Creating MD5 digests with Ruby
06 Mar 04
Andrew L. Johnson
MD5 is a one-way hashing algorithm for creating digest
"signatures" or checksums of strings (usually entire files).
Ruby’s standard library includes MD5 as part of the Digest::
set of extension classes.
Creating MD5 checksums is a simple matter of requiring the
digest/md5 library and using either the
Digest::MD5.digest or Digest::MD5.hexdigest class methods
to return the digest of a given string — we will use hexdigests in
this article as they are printable:
#!/usr/bin/ruby -w
require 'digest/md5'
digest = Digest::MD5.hexdigest("Hello World\n")
puts digest
__END__
e59ff97941044f85df5297e1c302d260
MD5 digests are 128 bit (16 byte) signatures and are the most common method
of providing checksums for files available on the net. To create a checksum
of an entire file you need only pass in the file as a string. The following
will print out the filename and md5 digest of all the files passed to it on
the command line:
#!/usr/bin/ruby -w
require 'digest/md5'
ARGV.each do |f|
digest = Digest::MD5.hexdigest(File.read(f))
puts "#{f}: #{digest}"
end
__END__
Sometimes you want to do more than just calculate the checksum of a single
string — maybe you have a large file and want to calculate the digest
in small, memory friendly chunks; or maybe you are calculating a digest
from a stream of input. In such cases you can create a Digest::MD5 object
and use the #update (alias: #<<), digest,
and #hexdigest methods.
For example purposes, we will create a digest by reading and adding one
line at a time from a test file as well as calculating the digest all at
once. I will use the source for this article as the test-file:
#!/usr/bin/ruby -w
require 'digest/md5'
filename = 'MD5.rdoc'
all_digest = Digest::MD5.hexdigest(File.read(filename))

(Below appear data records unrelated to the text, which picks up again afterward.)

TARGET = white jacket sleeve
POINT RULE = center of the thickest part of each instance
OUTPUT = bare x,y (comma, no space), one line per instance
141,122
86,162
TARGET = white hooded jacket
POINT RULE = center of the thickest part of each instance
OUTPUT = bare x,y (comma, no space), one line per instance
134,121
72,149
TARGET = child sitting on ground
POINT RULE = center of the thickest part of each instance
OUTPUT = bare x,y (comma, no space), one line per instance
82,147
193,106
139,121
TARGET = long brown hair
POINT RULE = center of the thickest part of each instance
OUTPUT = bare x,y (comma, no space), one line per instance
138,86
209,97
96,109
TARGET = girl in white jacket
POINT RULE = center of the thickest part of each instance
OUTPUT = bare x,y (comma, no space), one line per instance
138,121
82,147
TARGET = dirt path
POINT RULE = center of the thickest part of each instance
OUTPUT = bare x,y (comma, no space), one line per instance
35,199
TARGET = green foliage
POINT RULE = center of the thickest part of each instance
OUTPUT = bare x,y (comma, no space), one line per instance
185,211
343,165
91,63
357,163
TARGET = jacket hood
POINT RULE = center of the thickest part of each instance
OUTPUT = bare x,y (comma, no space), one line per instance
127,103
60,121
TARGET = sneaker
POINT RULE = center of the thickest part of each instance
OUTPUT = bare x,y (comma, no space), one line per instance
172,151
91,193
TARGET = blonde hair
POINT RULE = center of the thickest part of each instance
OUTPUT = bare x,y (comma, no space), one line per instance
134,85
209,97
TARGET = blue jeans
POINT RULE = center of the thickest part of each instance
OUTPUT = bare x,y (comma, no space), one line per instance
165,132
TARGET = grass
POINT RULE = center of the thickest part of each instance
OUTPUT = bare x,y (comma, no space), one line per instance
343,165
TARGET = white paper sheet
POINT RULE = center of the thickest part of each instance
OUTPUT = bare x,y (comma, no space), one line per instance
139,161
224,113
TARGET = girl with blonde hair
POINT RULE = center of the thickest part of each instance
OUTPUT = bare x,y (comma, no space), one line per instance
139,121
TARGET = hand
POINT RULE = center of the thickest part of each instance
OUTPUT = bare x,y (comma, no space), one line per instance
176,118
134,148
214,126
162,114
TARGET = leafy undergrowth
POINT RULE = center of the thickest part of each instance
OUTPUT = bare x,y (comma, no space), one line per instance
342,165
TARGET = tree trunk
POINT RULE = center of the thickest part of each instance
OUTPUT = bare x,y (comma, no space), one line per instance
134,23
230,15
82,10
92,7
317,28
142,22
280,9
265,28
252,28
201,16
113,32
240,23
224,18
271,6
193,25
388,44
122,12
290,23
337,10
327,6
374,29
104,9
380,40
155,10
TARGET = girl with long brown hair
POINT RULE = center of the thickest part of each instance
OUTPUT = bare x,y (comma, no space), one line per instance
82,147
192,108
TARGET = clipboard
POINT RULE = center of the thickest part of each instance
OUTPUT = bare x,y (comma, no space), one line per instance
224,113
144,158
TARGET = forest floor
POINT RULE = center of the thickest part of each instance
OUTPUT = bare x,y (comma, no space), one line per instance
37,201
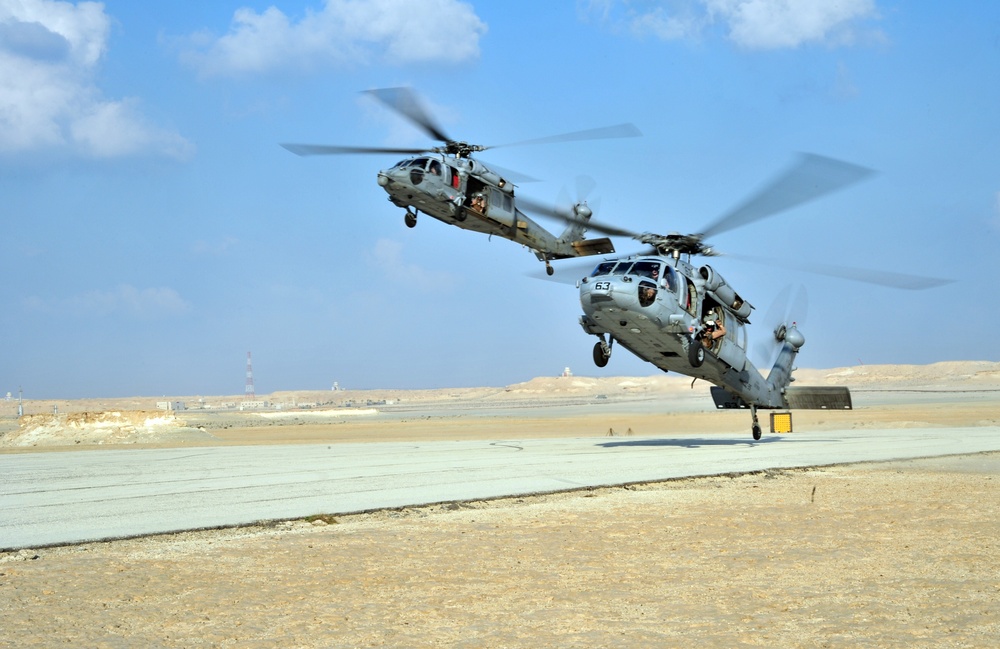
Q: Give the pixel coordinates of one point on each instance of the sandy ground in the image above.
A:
(881, 555)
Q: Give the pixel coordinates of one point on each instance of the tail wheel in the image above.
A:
(600, 356)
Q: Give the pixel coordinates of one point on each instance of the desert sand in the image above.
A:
(894, 554)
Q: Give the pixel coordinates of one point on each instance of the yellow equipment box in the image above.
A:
(781, 422)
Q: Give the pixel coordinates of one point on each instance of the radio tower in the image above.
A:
(249, 396)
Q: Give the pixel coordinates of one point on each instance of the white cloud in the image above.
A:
(775, 24)
(753, 24)
(147, 303)
(341, 33)
(49, 54)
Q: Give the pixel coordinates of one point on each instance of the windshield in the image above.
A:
(603, 269)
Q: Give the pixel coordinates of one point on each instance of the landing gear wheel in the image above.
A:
(696, 353)
(756, 424)
(600, 355)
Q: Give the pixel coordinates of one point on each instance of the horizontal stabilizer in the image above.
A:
(587, 247)
(818, 398)
(724, 399)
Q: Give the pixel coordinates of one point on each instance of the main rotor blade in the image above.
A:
(322, 149)
(404, 101)
(809, 178)
(604, 133)
(864, 275)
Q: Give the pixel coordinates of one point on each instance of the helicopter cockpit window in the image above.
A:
(417, 166)
(603, 269)
(647, 292)
(649, 269)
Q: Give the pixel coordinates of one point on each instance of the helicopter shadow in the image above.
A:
(698, 442)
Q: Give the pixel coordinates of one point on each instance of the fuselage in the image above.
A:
(655, 306)
(449, 188)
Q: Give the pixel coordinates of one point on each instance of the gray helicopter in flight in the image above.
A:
(686, 318)
(447, 183)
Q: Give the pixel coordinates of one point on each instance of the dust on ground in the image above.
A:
(886, 555)
(901, 554)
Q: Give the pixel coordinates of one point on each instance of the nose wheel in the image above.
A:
(602, 352)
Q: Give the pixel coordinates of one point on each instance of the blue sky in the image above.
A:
(154, 231)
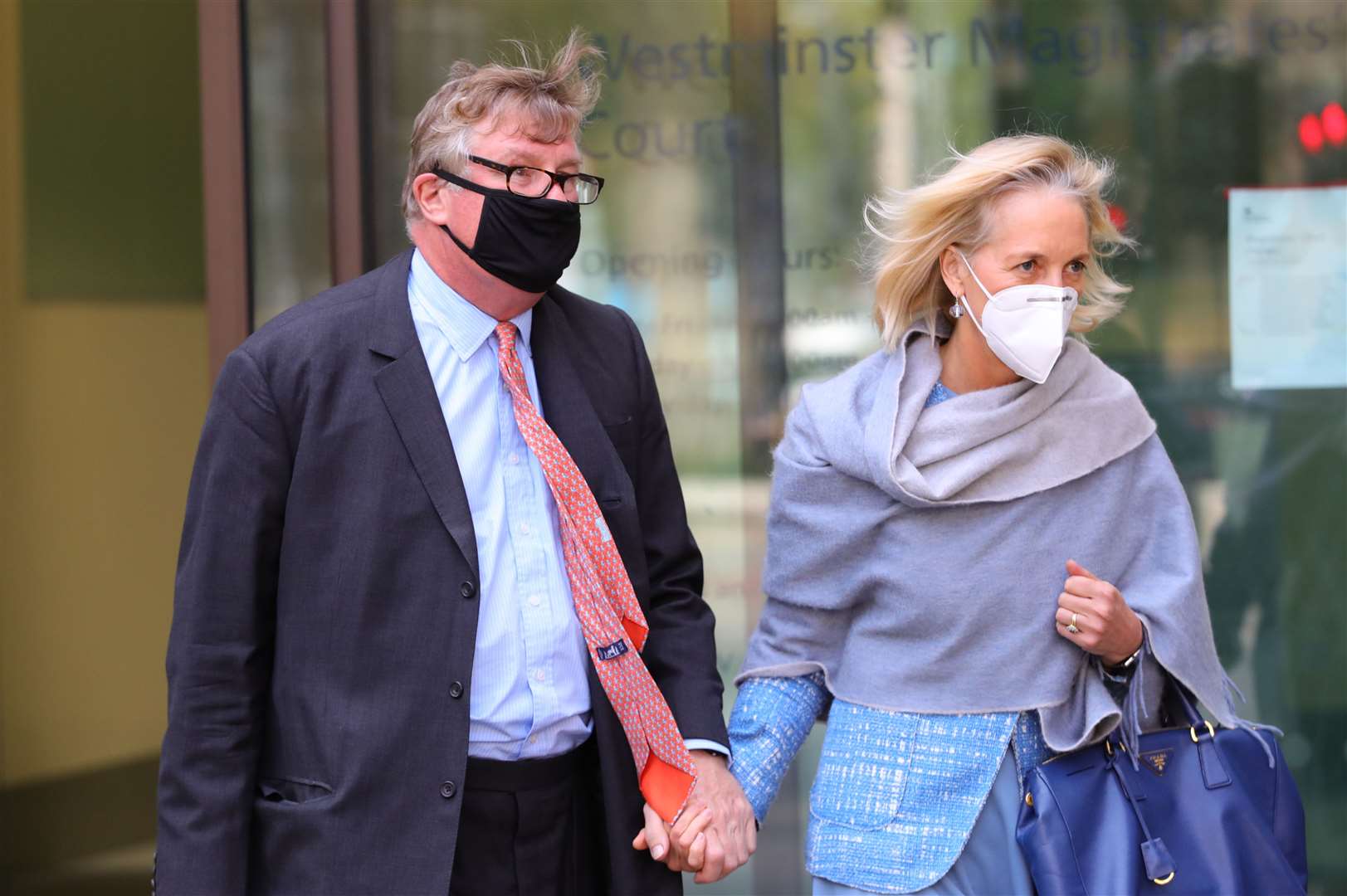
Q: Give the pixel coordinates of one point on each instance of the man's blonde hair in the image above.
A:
(554, 100)
(910, 228)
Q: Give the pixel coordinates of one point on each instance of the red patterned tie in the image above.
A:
(605, 604)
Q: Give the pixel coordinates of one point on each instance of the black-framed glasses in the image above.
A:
(531, 183)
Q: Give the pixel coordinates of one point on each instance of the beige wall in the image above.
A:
(101, 402)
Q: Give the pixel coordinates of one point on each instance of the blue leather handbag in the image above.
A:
(1195, 810)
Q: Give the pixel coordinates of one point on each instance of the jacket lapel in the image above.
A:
(568, 407)
(408, 392)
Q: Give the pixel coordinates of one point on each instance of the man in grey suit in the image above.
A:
(378, 680)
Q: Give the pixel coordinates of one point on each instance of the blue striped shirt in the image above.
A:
(530, 690)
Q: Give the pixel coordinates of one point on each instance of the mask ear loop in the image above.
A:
(964, 298)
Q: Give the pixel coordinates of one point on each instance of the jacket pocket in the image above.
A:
(291, 790)
(864, 767)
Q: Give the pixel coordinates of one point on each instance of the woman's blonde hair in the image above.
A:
(555, 99)
(910, 228)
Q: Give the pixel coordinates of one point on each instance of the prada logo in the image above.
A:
(1157, 760)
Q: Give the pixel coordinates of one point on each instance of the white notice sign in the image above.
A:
(1288, 289)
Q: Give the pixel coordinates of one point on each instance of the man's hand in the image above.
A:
(664, 844)
(733, 833)
(715, 835)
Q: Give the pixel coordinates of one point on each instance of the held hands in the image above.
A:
(1106, 626)
(715, 835)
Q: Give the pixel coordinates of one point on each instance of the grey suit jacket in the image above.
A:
(325, 609)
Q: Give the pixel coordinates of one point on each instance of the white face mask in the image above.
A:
(1024, 325)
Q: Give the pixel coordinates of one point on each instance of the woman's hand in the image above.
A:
(1106, 626)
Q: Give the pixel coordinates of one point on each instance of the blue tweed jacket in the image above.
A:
(896, 794)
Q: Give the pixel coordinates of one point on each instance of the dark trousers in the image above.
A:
(534, 827)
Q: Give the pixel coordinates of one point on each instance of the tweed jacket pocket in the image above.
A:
(862, 768)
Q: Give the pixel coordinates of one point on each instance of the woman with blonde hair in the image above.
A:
(979, 552)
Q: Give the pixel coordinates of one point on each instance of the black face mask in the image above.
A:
(527, 243)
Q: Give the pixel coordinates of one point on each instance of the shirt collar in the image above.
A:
(465, 325)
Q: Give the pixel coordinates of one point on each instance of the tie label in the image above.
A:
(612, 651)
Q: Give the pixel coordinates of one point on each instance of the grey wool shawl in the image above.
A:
(915, 555)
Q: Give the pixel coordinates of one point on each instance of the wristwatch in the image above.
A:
(1125, 666)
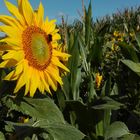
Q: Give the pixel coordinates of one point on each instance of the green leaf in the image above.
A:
(2, 137)
(116, 130)
(130, 137)
(135, 67)
(137, 37)
(38, 109)
(54, 130)
(129, 51)
(64, 132)
(108, 103)
(88, 24)
(74, 65)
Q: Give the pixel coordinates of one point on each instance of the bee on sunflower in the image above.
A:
(32, 49)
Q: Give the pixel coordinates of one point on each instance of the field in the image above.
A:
(95, 91)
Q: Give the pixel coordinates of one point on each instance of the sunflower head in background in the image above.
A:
(33, 49)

incr_digest = Digest::MD5.new()
file = File.open(filename, 'r')
file.each_line do |line|
incr_digest << line
end
puts incr_digest.hexdigest
puts all_digest
__END__
Saving this as md.rb and running it produced the following output:
~$ ruby md.rb
a075a1debea63e5d7073d9eed19ce031
a075a1debea63e5d7073d9eed19ce031
In addition to providing checksums for files you make available, or
checking files and packages you’ve downloaded, another use is
fingerprinting sensitive directories on your system. Creating a database of
MD5 digests for sensitive files or directories means you can periodically
cross-check your sensitive data against the database to see if anything has
been changed without your knowledge. This can provide you with a very
simple to implement addition to your intrusion detection tools.